Esse tal de turfe

Depois de uma certa idade, confesso que fiquei ainda mais chata. Sim, me dei ao luxo de quebrar regras e seguir sonhos. De escolher viver e fazer apenas aquilo que me faz feliz e, deste modo, deixei também de trabalhar.  Tenho que admitir, não é de hoje minha paixão pelos cavalos de duas rodas e quatro patas. E é o máximo quando consigo  unir meus “bem quereres”…  e isso aconteceu mas uma vez agora, em meados de julho, quando fui convidada a refazer – de bicicleta, o meu cavalo de duas rodas – os caminhos do Imperador D. Pedro II, da foz aos cânions do Rio São Francisco, em uma gostosa e suada costura entre os estados de Alagoas e Sergipe.

À medida que a gaúcha aqui foi se afastando do litoral – e assumindo o pseudônimo de galega – as cidades escasseando e o agreste virando sertão, maior foi meu encantamento com o amor latente pelos cavalos que dividiam a estrada comigo em tantos momentos. E vieram também as mulas, os jegues, todo o tipo de equinos, muares e asininos – para ser mais exata. E, se me diziam que os gaúchos amam os cavalos, precisei ganhar um pouco mais de mundo para ter a certeza que este não é um privilégio dos sulistas. Falta pouco para ter certeza de que esta é uma paixão universal! Foi lindo ver o orgulho de um povo sofrido tocando seus animais pela estrada.  Ver tudo que eles representam: meio de transporte, ferramenta de trabalho, instrumento de diversão, sinônimo de liberdade…ou libertação?!  Numa das tantas curvas da estrada, não resisti ao apelo daquele animal pequenino e orelhudo e montei no jegue! Foi uma experiência única: entre tensão e encantamento, coloquei  o pé no estribo e me fui…realizei o sonho de  – apenas com um bolear de perna – completar a montaria. Fiquei viajando na sensação maravilhosa que deve ser montar um cavalo de corrida e disparar mais que o vento… ah, que coragem tens os jóqueis… Mas, para os medrosos – como eu – bem que o jegue faria sucesso em um de nossos hipódromos, como atração para as crianças crescidinhas como eu!
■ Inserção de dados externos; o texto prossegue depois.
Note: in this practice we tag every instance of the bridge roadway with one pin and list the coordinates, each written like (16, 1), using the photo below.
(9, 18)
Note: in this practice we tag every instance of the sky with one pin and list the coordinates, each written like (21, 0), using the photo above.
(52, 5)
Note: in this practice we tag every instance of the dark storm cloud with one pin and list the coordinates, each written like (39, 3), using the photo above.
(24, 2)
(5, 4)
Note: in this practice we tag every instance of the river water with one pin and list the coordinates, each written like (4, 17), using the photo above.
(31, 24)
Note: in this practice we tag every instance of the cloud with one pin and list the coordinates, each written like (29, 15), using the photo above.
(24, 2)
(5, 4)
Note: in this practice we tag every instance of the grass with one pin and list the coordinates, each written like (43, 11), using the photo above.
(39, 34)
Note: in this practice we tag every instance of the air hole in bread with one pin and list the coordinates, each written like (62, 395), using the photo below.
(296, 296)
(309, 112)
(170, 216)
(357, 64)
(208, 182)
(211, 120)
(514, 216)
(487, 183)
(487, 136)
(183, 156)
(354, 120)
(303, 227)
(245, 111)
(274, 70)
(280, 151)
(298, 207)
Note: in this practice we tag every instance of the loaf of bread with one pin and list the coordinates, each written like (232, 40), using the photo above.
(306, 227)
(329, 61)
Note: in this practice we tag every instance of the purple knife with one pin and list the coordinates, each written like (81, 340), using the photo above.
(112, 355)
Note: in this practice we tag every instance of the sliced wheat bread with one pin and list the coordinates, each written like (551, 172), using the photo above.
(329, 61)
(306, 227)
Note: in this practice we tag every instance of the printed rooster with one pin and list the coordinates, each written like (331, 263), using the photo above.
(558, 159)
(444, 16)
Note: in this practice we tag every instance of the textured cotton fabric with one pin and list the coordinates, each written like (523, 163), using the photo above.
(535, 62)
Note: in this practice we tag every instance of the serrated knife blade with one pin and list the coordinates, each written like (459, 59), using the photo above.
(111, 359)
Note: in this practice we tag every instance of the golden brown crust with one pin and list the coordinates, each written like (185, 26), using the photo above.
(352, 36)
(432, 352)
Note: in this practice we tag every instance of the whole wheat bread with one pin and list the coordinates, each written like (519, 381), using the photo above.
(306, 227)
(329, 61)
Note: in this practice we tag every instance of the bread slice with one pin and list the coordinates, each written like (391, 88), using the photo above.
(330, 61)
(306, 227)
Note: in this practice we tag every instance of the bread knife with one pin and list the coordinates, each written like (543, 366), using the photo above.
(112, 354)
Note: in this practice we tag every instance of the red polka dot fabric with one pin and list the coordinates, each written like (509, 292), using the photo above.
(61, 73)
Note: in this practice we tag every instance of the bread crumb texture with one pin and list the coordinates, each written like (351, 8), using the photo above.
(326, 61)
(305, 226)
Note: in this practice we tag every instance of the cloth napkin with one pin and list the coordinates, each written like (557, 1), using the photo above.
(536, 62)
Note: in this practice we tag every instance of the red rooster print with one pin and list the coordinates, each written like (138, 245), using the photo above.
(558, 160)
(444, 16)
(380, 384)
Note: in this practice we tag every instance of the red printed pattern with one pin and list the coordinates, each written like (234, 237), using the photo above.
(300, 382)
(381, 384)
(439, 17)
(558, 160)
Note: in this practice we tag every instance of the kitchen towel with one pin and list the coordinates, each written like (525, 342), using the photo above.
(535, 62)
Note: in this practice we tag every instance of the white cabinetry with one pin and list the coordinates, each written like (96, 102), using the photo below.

Já tratei de “assuntar”…  Enfim, os sonhos ainda são grátis!
Mais adiante cruzei com um cavalo branco em disparada na contramão e ao procurar pelo príncipe encantado (não, não foi desta vez!) vi que ele estava sendo “tocado” por uma moto… cena para lá de inusitada, e tão a cara daquele pedaço iluminado de chão.   Em outro trecho da pedalada, cruzei com um grupo de cavaleiros  com os seus animais todos enfeitados e um deles viu meu encantamento e até parou para o  foto. Em uma região onde nem água tem, enfeitar o cavalo, me parece um luxo, uma daquelas loucuras que só mesmo que ama é capaz.

                Nos muitos quilômetros seguintes de ladeiras, sertão e horizontes  fiquei tentando imaginar como seria ter um templo de adoração dos cavalos – um hipódromo – naquela região tão inóspita. Só me vieram  bons pensamentos. Pensei na economia movimentando, na paixão multiplicada, nos horizontes ampliados… pensei nos sonhos que poderiam ser semeados no coração de toda gente  e lembrei do amigo jóquei filho daquelas terras que atravessou continentes e  foi coroado no além mar. Quantas crianças seu exemplo poderia inspirar?  E, para coroar as idéias que lancei para o universo, no último dia de pedal, já em carreira solo, em um pit stop nas margens do majestoso São Francisco, encontrei audiência para falar do esporte dos reis. “Então é esse tal de turfe?” Me perguntou o Excelência – meu novo amigo filho legítimo de Canindé de São Francisco – que me presenteou  com um chaveiro em forma de sela. Logo depois – para minha surpresa, fez outra pergunta: “Na Gávea, não é?”. Claro que seria demais imaginar que ele conhecesse o “meu” hipódromo… mas saber o nome de um, foi o máximo! Foi como mais um sinal para que eu siga sendo chata e me dedicando apenas aquilo que eu acredito. Pronto! Já imaginei uma grande tela ali em Canindé mesmo, ao lado de Lampião e Maria Bonita, mostrando as corridas de cavalo – esse tal de turfe – e o povo todo chegando: de jegue, de  burrico, ou cavalo de duas rodas, como eu!